Jacob pulled his watch out of his pocket and looked at it in dismay. It had stopped again. The darn thing just could not seem to keep time properly anymore. What was worse, though, was the fact that he had no idea what time it was and the closest guess he could make was ‘late.’ Again. He doubted very much that Bethany would forgive him this time. She had been very specific about that last time.
Oh, well, Jacob thought to himself. Might as well go take my lumps and be done with it.
When he arrived at Bethany’s house, the party was already in full swing. Several dozen people, none of whom Jacob knew, were milling about in the living room and dining room. The smokers had been banished to the patio and Jacob decided to join them. Maybe he could convince Bethany that he had not been late, but delayed by some chatty smoker on his way in. It was at least plausible.
After making sure that Bethany was nowhere in sight, Jacob joined a small group of puffing guests in the midst of a deep debate. The trio, two men and a woman, made room for him, widening their circle without missing a beat in the conversation.
“Personally, I think she’s quite mad,” said the woman.
“Well, she’s always been a bit eccentric, but I don’t know if I’d go so far as to say she’s crazy,” said the taller of the two men.
“She isn’t eccentric at all. She just has a penchant for falling for the wrong kind of guy.” The shorter, more diplomatic man sipped a rum and coke.
“Wrong kind of guy, indeed.” The woman gulped her own drink – a martini – and fingered a string of pearls that was draped across her ample bosom. “She’s a bloody nut bar, if you ask me.”
“You’re just jealous,” said the short man.
“Of what? Her imaginary boyfriend? I prefer my men to have flesh and blood, thank you very much.” The woman tossed back the last of her drink, abandoning the olive in the bottom of the glass.
“What makes you think he isn’t real?” the tall man asked.
“Do you see him anywhere?” countered the woman. She looked around as if seeking this unknown, unseen man of whom they were talking. “Well, do you?”
The others looked around as well, the tall man, the short man and Jacob, though it was clear than none of them even knew who they were looking for. It seemed to Jacob to be a wasted effort, but he looked nonetheless.
“How do you know he’s not here?” asked the short man, standing on tiptoes to get a better look. His eyes fell on Jacob. “I mean, this fellow here might be him.” He pointed at Jacob.
“Are you?” the woman and the tall man asked in unison.
Jacob was taken aback for a moment. “It’s hard to say,” Jacob said. “I don’t know who you’re looking for.”
“Neither do we,” said the tall man.
“I see,” said Jacob. There seemed little else to say in the circumstances.
“We’re looking for Bethany’s imaginary boyfriend,” the woman explained. “He’s supposed to be some sort of musician, but no one’s ever seen him. Apparently, he doesn’t even have a cell phone.”
“Doesn’t believe in technology,” said the short man. “According to Bethany, he carries one of them silly pocket watches that went out of style about the time the dinosaurs died off.”
“Doesn’t own a computer. Doesn’t even drive!” the tall man said. “Bethany says that he lives off the grid.”
“Whatever that means,” said the woman, shivering in revulsion. She lifted her empty glass and teased the olive into thinking it was going to be consumed, then changed her mind and let it fall back to the bottom of the glass again.
“Well, if I see him anywhere, I’ll tell him you want to meet him,” Jacob said and backed away from the group.
Through the patio doors, Jacob saw Bethany working the crowd inside. He stepped into the shadows under the eave next to an open window. He could hear Bethany talking.
“I’m going to kill him,” she said. “I told him to be here by nine and it’s after nine-thirty.”
“Why don’t you call him?” Someone suggested.
“I would if I could,” said Bethany, “but he doesn’t have a phone.”
“He doesn’t have a phone?”
“Doesn’t believe in them.”
“How can anyone not believe in phones?”
“Well, he has a phone, but it’s only for emergencies.”
“Serious?
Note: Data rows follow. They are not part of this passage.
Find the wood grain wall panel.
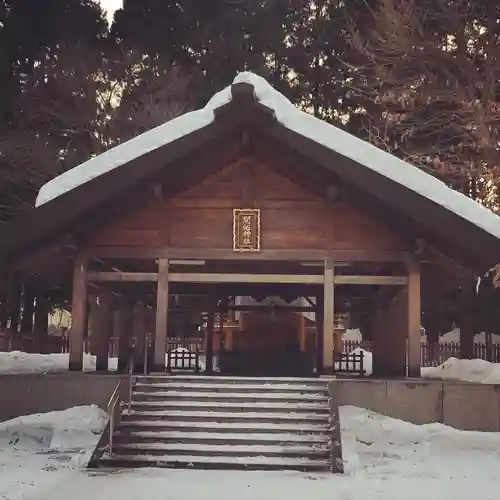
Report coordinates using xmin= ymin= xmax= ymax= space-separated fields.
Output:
xmin=90 ymin=154 xmax=404 ymax=250
xmin=261 ymin=208 xmax=325 ymax=249
xmin=166 ymin=207 xmax=233 ymax=248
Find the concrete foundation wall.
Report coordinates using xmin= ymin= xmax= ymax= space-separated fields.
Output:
xmin=328 ymin=379 xmax=500 ymax=432
xmin=0 ymin=372 xmax=125 ymax=422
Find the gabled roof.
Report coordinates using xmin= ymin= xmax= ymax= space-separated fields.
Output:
xmin=0 ymin=72 xmax=500 ymax=271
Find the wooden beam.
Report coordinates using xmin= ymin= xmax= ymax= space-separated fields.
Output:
xmin=334 ymin=275 xmax=408 ymax=285
xmin=69 ymin=255 xmax=87 ymax=371
xmin=323 ymin=259 xmax=335 ymax=373
xmin=85 ymin=271 xmax=158 ymax=281
xmin=87 ymin=247 xmax=410 ymax=264
xmin=424 ymin=246 xmax=477 ymax=281
xmin=169 ymin=273 xmax=324 ymax=285
xmin=153 ymin=259 xmax=169 ymax=372
xmin=407 ymin=262 xmax=421 ymax=377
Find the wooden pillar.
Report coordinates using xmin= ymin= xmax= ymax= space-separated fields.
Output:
xmin=88 ymin=295 xmax=99 ymax=356
xmin=458 ymin=283 xmax=478 ymax=359
xmin=92 ymin=290 xmax=113 ymax=372
xmin=407 ymin=262 xmax=421 ymax=377
xmin=370 ymin=302 xmax=386 ymax=377
xmin=380 ymin=289 xmax=406 ymax=377
xmin=0 ymin=296 xmax=9 ymax=330
xmin=8 ymin=278 xmax=21 ymax=332
xmin=132 ymin=302 xmax=146 ymax=373
xmin=323 ymin=259 xmax=335 ymax=373
xmin=69 ymin=256 xmax=87 ymax=371
xmin=145 ymin=307 xmax=156 ymax=373
xmin=152 ymin=259 xmax=169 ymax=372
xmin=205 ymin=310 xmax=214 ymax=373
xmin=315 ymin=294 xmax=325 ymax=374
xmin=116 ymin=299 xmax=134 ymax=373
xmin=297 ymin=313 xmax=306 ymax=352
xmin=224 ymin=325 xmax=234 ymax=351
xmin=33 ymin=291 xmax=50 ymax=354
xmin=21 ymin=286 xmax=35 ymax=335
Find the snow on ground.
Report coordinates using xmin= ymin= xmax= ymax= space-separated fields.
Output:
xmin=0 ymin=406 xmax=106 ymax=500
xmin=0 ymin=351 xmax=118 ymax=374
xmin=0 ymin=407 xmax=500 ymax=500
xmin=422 ymin=358 xmax=500 ymax=384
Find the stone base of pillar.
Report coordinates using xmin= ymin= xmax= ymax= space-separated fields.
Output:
xmin=150 ymin=365 xmax=165 ymax=373
xmin=69 ymin=361 xmax=83 ymax=372
xmin=95 ymin=356 xmax=109 ymax=372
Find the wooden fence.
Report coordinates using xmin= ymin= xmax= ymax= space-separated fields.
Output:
xmin=344 ymin=340 xmax=500 ymax=366
xmin=0 ymin=330 xmax=500 ymax=366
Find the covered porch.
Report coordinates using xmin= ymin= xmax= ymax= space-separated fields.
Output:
xmin=66 ymin=250 xmax=421 ymax=377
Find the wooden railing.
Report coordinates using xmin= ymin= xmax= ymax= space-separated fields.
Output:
xmin=108 ymin=339 xmax=144 ymax=457
xmin=344 ymin=340 xmax=500 ymax=366
xmin=333 ymin=351 xmax=366 ymax=375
How do you get in touch with him?”
“We make arrangements when we’re together.”
“That doesn’t sound very efficient.”
“It’s not. It’s a bloody pain. I don’t know how many times he’s said he’d be somewhere and not shown up.”
“Well, honey, I’d dump the clod if I were you.”
“You think? This is the last straw. Next time I see him, I’m going to tell him that either he gets a phone so I can get hold of him or he gets lost.”
“Good for you. Who needs a deadbeat like that anyway?”
Jacob, having heard enough, moved away from the window and crossed the patio. He had to pass the trio who were still debating Bethany’s sanity.
“Hey, bud,” the tall man called out to him, “Do you know what time it is?”
Jacob stopped. “Sure,” he said, pulling his watch out of his pocket and holding it up so they could see it clearly. “It’s time to go.”
They all stared open-mouthed at Jacob as he and his watch disappeared into the night.